Nach 10 Minuten klingelte ich wieder. Nichts geschah. Mein Adrenallin schoß inzwischen in die Höhe. Ich klingelte noch mehrfach. Dann kündigte mein Handy eine SMS an. Der Kunde schrieb, er könne nicht, seine Mutter läge im Sterben. Ich schrieb zurück, daß aber dennoch Kosten fällig seien, die er zu bezahlen habe. Ich klingelte wieder, keine Reaktion. Dann rief ich ihn, inzwischen ziemlich wütend an und erklärte ihm, daß ich Fahrtkosten und -zeit investiert habe und nun schon seit 20 Minuten warten würde. Daher möchte ich ihn bitten, mich reizulassen und mir eine Aufwandentschädigung zu zahlen. Zu meiner großen Überraschung öffnete. Er erklärte, er habe gerade einen Anruf erhalten. Seine Mutter habe einen Autounfall gehabt. Seinem Vater sei nichts passiert aber seine Mutter läge im Krankenhaus und er müsse jetzt dort hin. Er wollte wissen, was ich verlange und ich nannte ihm die Hälfte meines Stundenlohns. Ich sagte ihm noch, daß es mir leid tue und ich seiner Mutter wünsche, daß sie es schafft.

Mich beschäftigt dieses Erlebnis noch heute. Einerseits war der Mann wirklich sichtlich aufgewühlt und ich schäme mich, ihm so kaltschnäuzig das Geld abverlangt zu haben.
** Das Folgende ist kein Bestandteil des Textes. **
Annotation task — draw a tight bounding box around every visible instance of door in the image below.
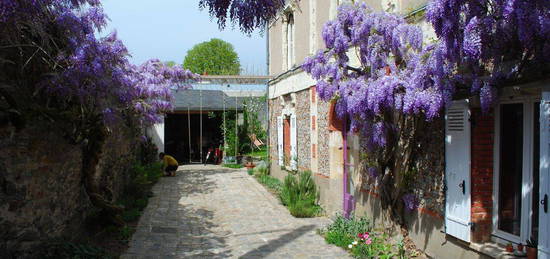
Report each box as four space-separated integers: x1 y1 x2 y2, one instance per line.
277 116 284 166
533 88 550 259
290 114 298 170
445 100 471 242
Andererseits bin ich schon oft von den Kunden unter den unmöglichsten Vorwänden veräppelt worden, daß ich nicht weiß. War er nur ein guter Schauspieler der sich nicht traute mir zu sagen, daß ich nicht sein Typ sei und hoffte, so um den vereinbarten Hurenlohn herumzukommen?
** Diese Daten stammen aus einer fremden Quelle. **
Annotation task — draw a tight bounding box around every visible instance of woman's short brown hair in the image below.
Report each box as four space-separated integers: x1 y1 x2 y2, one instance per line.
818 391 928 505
Ich bilde mir ein, nicht abgebrüht zu sein und meine Kunden nicht abzuzocken. Aber mein Verhalten gibt mir zu denken. Das Gewerbe scheint die Menschen zu verändern. Und nicht unbdingt zu ihrem Besten.

Violetta

1 Comments:

Anonymous Anonym said...

Hallo Violetta,

es mag sein daß Du in dieser speziellen Situation Deinem Kunden unrecht getan hast.
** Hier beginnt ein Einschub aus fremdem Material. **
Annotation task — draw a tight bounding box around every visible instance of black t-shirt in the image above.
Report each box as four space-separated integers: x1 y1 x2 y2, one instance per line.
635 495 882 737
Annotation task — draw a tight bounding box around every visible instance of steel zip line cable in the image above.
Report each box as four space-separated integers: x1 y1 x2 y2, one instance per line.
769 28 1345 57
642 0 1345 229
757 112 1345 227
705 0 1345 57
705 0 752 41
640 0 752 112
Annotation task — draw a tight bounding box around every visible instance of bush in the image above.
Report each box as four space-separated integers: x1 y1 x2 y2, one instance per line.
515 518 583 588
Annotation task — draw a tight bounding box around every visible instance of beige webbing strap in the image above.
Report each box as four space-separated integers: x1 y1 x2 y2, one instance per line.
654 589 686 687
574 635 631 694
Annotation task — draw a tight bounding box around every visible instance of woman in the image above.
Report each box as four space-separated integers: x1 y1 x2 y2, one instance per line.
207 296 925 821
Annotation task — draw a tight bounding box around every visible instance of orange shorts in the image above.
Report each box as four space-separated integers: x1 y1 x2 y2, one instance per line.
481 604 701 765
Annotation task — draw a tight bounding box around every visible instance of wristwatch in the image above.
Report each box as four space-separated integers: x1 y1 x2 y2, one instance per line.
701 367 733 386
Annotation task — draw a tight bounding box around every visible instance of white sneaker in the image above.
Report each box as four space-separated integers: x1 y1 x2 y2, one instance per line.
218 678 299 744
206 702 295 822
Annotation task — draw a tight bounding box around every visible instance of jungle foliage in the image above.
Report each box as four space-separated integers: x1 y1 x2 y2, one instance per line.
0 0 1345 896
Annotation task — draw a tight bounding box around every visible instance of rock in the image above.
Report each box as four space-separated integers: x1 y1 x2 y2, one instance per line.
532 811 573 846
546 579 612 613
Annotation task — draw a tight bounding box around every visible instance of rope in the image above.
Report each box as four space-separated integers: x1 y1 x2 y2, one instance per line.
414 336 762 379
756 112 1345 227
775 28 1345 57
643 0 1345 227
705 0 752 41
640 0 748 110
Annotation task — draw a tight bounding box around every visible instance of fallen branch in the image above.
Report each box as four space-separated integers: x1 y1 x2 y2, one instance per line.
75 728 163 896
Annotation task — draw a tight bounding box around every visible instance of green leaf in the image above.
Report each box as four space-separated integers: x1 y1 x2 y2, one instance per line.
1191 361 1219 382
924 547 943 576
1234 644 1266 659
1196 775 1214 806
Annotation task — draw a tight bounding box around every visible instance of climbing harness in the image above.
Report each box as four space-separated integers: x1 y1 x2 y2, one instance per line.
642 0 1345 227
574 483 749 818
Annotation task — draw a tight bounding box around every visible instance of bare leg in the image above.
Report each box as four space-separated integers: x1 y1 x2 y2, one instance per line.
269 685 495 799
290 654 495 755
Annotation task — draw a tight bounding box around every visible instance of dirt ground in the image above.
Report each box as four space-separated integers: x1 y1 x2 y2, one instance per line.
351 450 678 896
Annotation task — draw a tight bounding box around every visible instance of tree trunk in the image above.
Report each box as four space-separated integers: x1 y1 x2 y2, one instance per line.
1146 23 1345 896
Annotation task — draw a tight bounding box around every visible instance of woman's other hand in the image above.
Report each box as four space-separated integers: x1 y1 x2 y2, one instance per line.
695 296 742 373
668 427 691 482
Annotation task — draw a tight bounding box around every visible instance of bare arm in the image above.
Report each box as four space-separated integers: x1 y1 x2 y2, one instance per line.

Aber in vielen Deiner Erzählungen wird deutlich daß Du Dich auf Deine Intuition und Menschenkenntnis doch recht gut verlassen kannst.

Ergo hast Du in dieser Situation das für Dich Richtige getan. Dein Kunde wird es Dir nachsehen, vor allem wenn er hier liest daß Du Dein Verhalten in Frage stellst.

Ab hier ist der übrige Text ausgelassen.